# Baby Gaggia Ivory - No steam at all



## sgmax (Jan 13, 2013)

Hi,

I've opened it up and cleaned everything, including the solenoid valve.

I've replaced the steam thermostat.

I can get water through the steam wand and the water heats up fine; the machine makes good coffee.

When i switch the steam button on, the heat light does not go out to indicate that it needs to warm up though, and I get no steam, not even a different sound or anything, just nothing.

The cam arm has fallen off the steam valve, but I'm assuming this is not an essential bit?

Anybody have any further ideas ?! Please??!!


----------



## gaggiamanualservice.com (Dec 22, 2009)

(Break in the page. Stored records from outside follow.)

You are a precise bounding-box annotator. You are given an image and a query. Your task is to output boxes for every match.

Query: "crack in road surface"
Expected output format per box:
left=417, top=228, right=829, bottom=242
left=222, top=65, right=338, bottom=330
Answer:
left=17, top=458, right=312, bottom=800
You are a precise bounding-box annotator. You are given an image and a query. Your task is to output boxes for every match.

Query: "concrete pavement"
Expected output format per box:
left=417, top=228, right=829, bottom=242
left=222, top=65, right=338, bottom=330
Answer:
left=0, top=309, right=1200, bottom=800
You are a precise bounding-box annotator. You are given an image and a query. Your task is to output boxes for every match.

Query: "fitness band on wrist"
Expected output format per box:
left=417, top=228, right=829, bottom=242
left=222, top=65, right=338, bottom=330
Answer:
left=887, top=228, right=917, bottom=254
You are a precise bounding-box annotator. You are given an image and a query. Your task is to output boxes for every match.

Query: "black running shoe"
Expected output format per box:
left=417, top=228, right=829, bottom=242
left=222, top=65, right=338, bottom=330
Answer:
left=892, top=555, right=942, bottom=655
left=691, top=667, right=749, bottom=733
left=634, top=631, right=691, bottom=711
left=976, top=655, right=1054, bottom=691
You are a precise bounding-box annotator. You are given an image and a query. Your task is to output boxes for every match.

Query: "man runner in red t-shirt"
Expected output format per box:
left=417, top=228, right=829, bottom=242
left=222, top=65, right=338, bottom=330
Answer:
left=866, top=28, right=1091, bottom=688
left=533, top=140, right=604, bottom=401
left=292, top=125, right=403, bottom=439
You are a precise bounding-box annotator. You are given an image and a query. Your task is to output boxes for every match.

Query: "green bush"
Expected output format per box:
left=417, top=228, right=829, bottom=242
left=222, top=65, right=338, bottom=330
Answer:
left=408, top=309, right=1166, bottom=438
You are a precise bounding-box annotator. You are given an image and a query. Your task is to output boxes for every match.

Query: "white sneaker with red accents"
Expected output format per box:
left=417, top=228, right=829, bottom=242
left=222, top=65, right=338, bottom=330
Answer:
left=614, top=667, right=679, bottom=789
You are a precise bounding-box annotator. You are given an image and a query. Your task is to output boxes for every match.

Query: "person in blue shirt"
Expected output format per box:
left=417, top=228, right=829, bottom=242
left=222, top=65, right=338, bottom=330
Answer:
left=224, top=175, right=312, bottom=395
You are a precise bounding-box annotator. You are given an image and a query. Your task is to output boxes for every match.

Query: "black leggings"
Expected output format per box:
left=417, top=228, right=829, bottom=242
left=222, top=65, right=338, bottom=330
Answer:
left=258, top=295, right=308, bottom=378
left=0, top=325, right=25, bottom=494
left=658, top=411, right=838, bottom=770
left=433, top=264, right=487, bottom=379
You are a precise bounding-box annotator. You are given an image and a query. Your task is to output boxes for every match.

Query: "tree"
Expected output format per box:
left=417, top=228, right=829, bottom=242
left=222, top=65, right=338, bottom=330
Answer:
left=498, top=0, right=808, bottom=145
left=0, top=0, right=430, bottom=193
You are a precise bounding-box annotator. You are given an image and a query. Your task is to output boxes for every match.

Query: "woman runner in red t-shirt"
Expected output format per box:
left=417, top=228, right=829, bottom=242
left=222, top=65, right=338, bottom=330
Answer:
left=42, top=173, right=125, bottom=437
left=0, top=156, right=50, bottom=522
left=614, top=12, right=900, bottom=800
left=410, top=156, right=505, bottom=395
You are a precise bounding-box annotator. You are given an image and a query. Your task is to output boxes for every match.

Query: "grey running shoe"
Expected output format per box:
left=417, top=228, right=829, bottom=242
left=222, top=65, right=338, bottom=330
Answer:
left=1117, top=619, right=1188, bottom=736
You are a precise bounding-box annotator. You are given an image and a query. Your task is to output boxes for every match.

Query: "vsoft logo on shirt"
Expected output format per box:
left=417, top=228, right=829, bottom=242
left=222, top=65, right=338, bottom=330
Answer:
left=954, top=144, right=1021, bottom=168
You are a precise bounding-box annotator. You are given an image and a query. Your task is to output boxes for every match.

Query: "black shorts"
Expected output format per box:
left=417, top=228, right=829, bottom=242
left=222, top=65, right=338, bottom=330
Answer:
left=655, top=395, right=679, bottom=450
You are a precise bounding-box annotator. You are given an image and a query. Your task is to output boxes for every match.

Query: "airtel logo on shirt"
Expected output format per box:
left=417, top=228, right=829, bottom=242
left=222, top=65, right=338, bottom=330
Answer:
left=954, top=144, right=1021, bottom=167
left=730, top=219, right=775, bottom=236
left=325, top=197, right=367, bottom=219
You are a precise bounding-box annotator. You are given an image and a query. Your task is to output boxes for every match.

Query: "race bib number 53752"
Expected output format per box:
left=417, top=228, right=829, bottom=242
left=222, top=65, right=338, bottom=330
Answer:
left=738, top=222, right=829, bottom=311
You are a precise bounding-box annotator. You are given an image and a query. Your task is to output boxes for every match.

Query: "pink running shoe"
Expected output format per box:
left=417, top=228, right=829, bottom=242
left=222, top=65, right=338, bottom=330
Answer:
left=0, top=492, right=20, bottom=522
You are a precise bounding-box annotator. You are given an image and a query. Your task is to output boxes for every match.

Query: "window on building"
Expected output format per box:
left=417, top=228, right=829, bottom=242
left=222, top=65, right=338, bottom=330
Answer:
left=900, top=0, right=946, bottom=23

the new baby range did have an issue with faulty steam switches, may be that's your problem

mark


----------



## frederickaj (Jul 31, 2014)

Did you ever solve this problem ? My gaggia new baby has the same problem . If it is the steam switch is it easy to replace . Your help woul really be appreciated as I have done all the things you did .


----------



## froggystyle (Oct 30, 2013)

PM gaggiamanualservice, the post above yours....

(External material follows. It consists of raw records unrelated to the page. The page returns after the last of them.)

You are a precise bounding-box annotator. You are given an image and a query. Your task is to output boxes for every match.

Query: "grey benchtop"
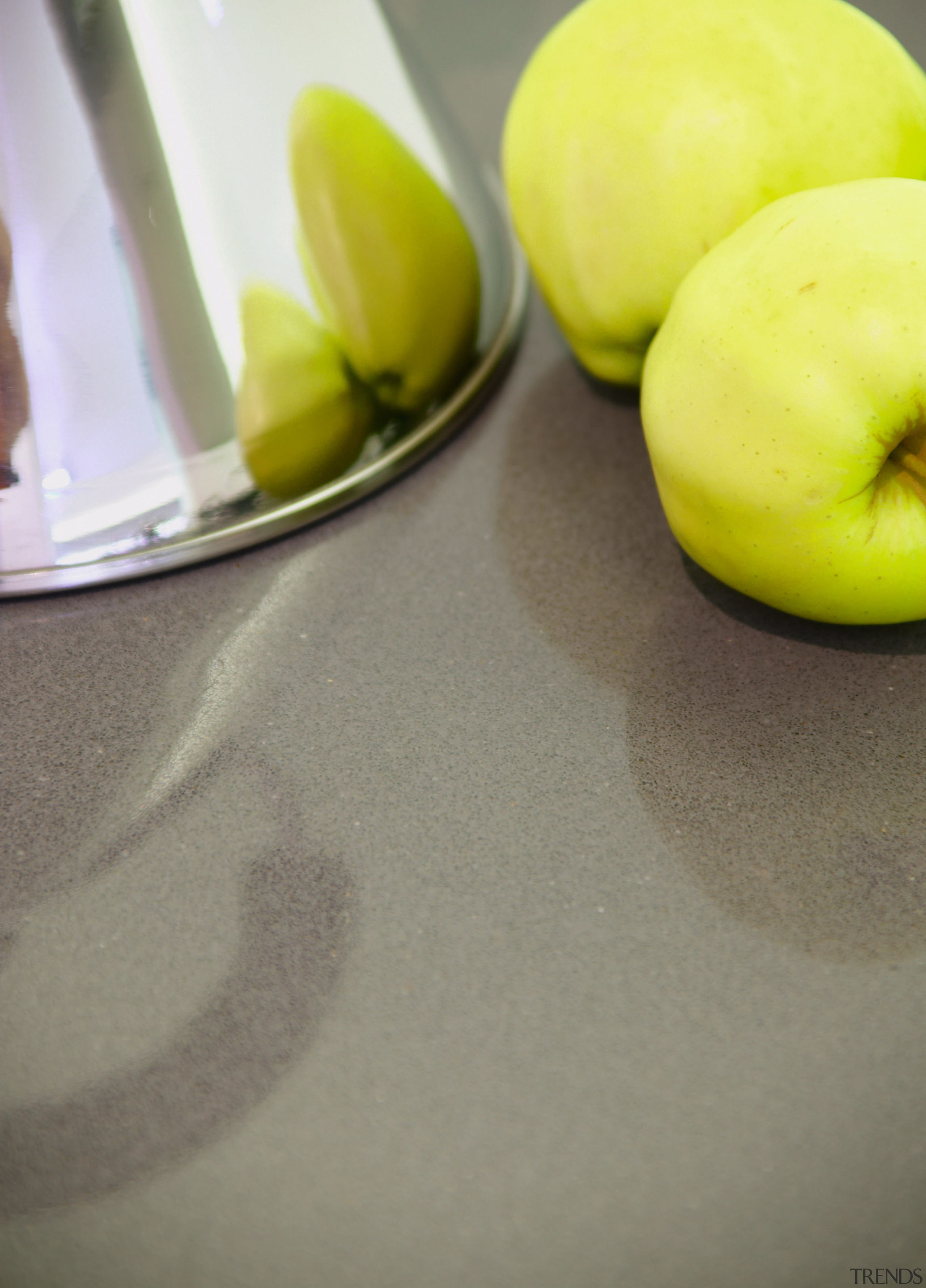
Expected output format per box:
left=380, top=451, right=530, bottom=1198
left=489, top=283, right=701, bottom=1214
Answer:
left=0, top=0, right=926, bottom=1288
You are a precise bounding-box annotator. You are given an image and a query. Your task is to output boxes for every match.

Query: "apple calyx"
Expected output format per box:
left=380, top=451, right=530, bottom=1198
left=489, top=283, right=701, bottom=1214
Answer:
left=887, top=424, right=926, bottom=504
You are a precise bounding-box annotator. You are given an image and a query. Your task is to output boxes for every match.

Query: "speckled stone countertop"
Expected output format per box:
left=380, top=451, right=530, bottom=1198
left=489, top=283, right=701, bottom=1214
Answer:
left=0, top=0, right=926, bottom=1288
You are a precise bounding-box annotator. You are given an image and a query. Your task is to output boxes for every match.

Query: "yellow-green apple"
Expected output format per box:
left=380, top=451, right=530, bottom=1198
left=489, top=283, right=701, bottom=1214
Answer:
left=290, top=85, right=479, bottom=412
left=236, top=283, right=376, bottom=497
left=502, top=0, right=926, bottom=384
left=641, top=179, right=926, bottom=623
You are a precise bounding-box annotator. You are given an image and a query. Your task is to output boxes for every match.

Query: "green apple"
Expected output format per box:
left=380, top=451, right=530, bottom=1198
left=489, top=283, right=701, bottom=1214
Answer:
left=236, top=283, right=376, bottom=497
left=290, top=85, right=479, bottom=412
left=641, top=179, right=926, bottom=623
left=502, top=0, right=926, bottom=384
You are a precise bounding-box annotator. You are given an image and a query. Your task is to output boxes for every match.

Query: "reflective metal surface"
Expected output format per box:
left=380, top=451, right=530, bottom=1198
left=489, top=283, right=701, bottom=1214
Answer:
left=0, top=0, right=526, bottom=595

You will need to get your post count up though, cant remember if its 5 or 15 !

Tell us about yuorself, what coffee are you using, grinder, type of drink?


----------



## frederickaj (Jul 31, 2014)

I am a total virgin to espresso making and ,at this point in time , just need to familiarise myself with the machine . It could be some time before I begin to think about grinding my own beans . At the moment the " no steam " problem is one affecting my wife who only drinks cappuccino .


----------



## frederickaj (Jul 31, 2014)

I think my problem is a faulty steam switch ( on the front panel ) If when you don't get steam hold in the switch . The green ready light should go out . If you now turn the steam knob you might get steam . PS dont hold the switch in for too long . If the switch is at fault you should get steam immediately .


----------



## stevenh (May 15, 2014)

You will need to hold the switch until the green light comes back on otherwise there won't be enough steam pressure...


----------



## frederickaj (Jul 31, 2014)

That tends to need a third arm . Just steamed a small amount of milk which the wife said was the best yet !


----------